Executive Director of RDI, Philip Jakpor, pointed out that there was need for journalists to break away from the monotony of reports that relied only on outdated data from few sources.

Jakpor, in his opening remarks, explained that for too long reports on tobacco control in the indigenous media have been limited to statistics about tobacco-induced deaths from the World Health Organisation (WHO) and scanty national data alone.

He said that there is need for more robust and educative reports on tobacco control and that the urgency of transiting to more data-driven reports is because the tobacco industry is now investing more in promotional and marketing tactics using social media and influencers who ignorantly regurgitate industry lies and lines.

He revealed that the Center for Disease Control and Prevention recently exposed that in the US alone the amount that the tobacco industry spent on visibility activities including cigarette advertising and promotion increased from $7.84 billion in 2020 to $8.06 billion in 2021. 

“In Nigeria we are also witnesses to all kinds of promotional activities that run into millions of naira by tobacco companies in the media space in their determination to grab more lungs.
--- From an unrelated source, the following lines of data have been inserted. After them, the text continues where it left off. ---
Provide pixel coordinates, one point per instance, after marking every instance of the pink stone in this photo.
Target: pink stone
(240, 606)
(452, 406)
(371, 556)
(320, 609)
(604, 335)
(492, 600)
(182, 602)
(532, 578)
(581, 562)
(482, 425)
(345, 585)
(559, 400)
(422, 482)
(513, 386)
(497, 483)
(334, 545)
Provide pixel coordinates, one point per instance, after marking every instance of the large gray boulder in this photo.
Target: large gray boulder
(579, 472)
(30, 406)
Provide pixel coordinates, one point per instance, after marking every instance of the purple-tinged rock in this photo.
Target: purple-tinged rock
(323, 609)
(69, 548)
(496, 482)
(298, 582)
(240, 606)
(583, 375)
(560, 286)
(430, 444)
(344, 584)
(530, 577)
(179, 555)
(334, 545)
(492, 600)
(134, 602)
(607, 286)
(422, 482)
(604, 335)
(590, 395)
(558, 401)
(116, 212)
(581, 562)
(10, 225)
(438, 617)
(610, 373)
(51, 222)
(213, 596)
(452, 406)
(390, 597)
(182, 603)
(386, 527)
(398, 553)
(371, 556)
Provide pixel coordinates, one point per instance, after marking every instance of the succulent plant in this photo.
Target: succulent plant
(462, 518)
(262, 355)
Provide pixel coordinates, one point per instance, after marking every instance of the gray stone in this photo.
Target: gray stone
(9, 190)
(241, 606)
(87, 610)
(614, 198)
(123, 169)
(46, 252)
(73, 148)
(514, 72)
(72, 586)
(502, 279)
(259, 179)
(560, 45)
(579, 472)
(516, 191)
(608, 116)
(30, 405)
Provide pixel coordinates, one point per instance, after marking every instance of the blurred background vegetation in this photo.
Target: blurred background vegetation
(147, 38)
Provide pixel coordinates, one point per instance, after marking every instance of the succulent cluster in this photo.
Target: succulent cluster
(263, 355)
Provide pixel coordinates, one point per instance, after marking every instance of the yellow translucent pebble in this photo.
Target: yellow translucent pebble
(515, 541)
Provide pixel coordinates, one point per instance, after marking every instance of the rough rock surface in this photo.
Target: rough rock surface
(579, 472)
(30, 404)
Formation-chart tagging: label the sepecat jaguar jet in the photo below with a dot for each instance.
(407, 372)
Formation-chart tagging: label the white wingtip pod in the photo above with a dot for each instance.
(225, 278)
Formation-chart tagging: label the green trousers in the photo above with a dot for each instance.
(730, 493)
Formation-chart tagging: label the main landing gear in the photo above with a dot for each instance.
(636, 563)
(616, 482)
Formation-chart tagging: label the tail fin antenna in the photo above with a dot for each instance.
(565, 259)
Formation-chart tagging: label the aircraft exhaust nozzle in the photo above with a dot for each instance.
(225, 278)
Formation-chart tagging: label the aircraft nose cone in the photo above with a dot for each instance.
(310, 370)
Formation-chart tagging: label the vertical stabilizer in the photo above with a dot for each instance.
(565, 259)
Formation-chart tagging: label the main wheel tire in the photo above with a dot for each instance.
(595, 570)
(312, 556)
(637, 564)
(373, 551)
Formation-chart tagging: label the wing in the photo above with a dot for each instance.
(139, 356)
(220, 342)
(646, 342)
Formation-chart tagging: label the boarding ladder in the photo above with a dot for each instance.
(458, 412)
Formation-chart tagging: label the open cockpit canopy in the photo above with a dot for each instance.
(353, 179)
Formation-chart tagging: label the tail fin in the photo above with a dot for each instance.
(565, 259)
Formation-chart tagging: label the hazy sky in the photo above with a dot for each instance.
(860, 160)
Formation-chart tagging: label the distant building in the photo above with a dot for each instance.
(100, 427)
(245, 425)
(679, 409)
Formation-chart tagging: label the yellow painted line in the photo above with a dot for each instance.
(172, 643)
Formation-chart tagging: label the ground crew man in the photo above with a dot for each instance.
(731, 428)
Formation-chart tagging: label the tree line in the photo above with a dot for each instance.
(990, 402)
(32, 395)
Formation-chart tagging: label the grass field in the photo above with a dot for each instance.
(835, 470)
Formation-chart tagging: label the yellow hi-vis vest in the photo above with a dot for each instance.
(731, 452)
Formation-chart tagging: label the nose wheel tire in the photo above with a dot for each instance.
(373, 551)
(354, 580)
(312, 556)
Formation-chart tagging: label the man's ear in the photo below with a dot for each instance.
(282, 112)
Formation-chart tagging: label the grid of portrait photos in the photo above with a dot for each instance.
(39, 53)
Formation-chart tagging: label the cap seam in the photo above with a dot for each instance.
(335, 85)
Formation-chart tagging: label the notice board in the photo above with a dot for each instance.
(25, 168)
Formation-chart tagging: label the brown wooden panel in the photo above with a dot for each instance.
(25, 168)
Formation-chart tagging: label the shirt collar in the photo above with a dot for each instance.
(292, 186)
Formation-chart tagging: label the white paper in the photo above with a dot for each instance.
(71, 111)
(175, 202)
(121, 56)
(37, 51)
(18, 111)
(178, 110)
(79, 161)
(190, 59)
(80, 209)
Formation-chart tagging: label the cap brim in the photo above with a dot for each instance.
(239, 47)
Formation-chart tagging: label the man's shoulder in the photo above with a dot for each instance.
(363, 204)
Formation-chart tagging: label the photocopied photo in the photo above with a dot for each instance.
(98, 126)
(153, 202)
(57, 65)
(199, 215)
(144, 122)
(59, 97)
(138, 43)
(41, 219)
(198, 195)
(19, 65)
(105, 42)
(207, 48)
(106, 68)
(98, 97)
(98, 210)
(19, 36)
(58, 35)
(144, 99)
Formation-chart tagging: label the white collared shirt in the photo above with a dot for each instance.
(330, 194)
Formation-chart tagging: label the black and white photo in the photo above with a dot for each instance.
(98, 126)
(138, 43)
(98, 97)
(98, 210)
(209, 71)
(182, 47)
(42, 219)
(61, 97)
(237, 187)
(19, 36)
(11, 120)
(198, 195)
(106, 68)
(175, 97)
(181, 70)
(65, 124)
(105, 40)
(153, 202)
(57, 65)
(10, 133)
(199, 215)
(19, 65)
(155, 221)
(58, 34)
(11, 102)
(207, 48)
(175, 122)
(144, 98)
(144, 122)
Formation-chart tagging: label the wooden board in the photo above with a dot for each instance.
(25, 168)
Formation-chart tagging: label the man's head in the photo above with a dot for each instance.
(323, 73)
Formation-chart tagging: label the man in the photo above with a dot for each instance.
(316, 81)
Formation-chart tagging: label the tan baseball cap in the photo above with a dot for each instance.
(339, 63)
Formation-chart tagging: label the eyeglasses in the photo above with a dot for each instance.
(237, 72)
They also exploit the social media to circumvent regulations around tobacco marketing and industry interference with health policy

He encouraged the journalists to identify interlinking issues from which they can also obtain data that policy makers can rely on to make laws that are rooted in facts.

A media strategist, Vanessa Adie Offiong, encourgaed journalists to deploy more data and visualisation in their work to make tobacco stories relevant and engaging to the audience.

Offiong listed areas where there are scanty tobacco data to include the number of tobacco workers contacting diseases while working on tobacco fields; Effect of direct or second hand smoke on pregnant women and newborns; water and soil contamination from tobacco; illicit tobacco trade; smoking in public places and contraventions of the National Tobacco Control Act 2015, among others.

In his intervention, a research analyst with the International Food Policy Research Institute (IFPRI), Austine Iraoya pointed out that data—driven stories can come from reporting tobacco taxation. He elucidated on the fact that more research is needed to evaluate the impact of tobacco taxation on tobacco use in Nigeria to track consumers’ behaviour, insisting that this will also help to explore the influence of tobacco companies on tax policies.

In similar vein, Executive Director of Vision for Alternative Development (VALD), Ghana, Labram Musah said that tobacco use and addiction can also be linked with attainment or otherwise of the Strategic Development Goals (SDGs) hence the need for journalists to reference them in their reports.

For instance, Goal 3 of the SDG which promotes healthy lives and well-being for all at all ages, includes a section on strengthen the implementation of the World Health Organization – Framework Convention on Tobacco Control (WHO-FCTC) in all countries, as appropriate.

He decried that there are few tobacco reports that reference the SDGs, encouraging the participants to bridge this gap.

The highpoint of the training was the intervention of Seember Ali of Development Gateway who made a presentation on the Tobacco Control Data Initiative (TCDI).

Ali noted that the TCDI which was conceived and set up by Development Gateway in partnership with the University of Cape Town’s Research Unit on the Economics of Excisable Products and funded by Bill and Melinda Gates Foundation serves as a go-to dashboard for credible data.

She explained that the dashboard which can be found on was set up in 2019, and “aims to supply governments, civil society, and academia with improved access to country-specific data that will inform better tobacco control policy design and implementation.”

“The TCDI is a one-stop dashboard that warehouses real-time tobacco control data in the country to synthesize findings and plug key data gaps in tobacco control, as well as visualize specific tobacco content in a more engaging way.

The TCDI is also being implemented in Democratic Republic of the Congo, Ethiopia, Kenya, South Africa, and Zambia as a strategy of integrating both primary and secondary research to present comprehensive and credible data on tobacco use in Africa.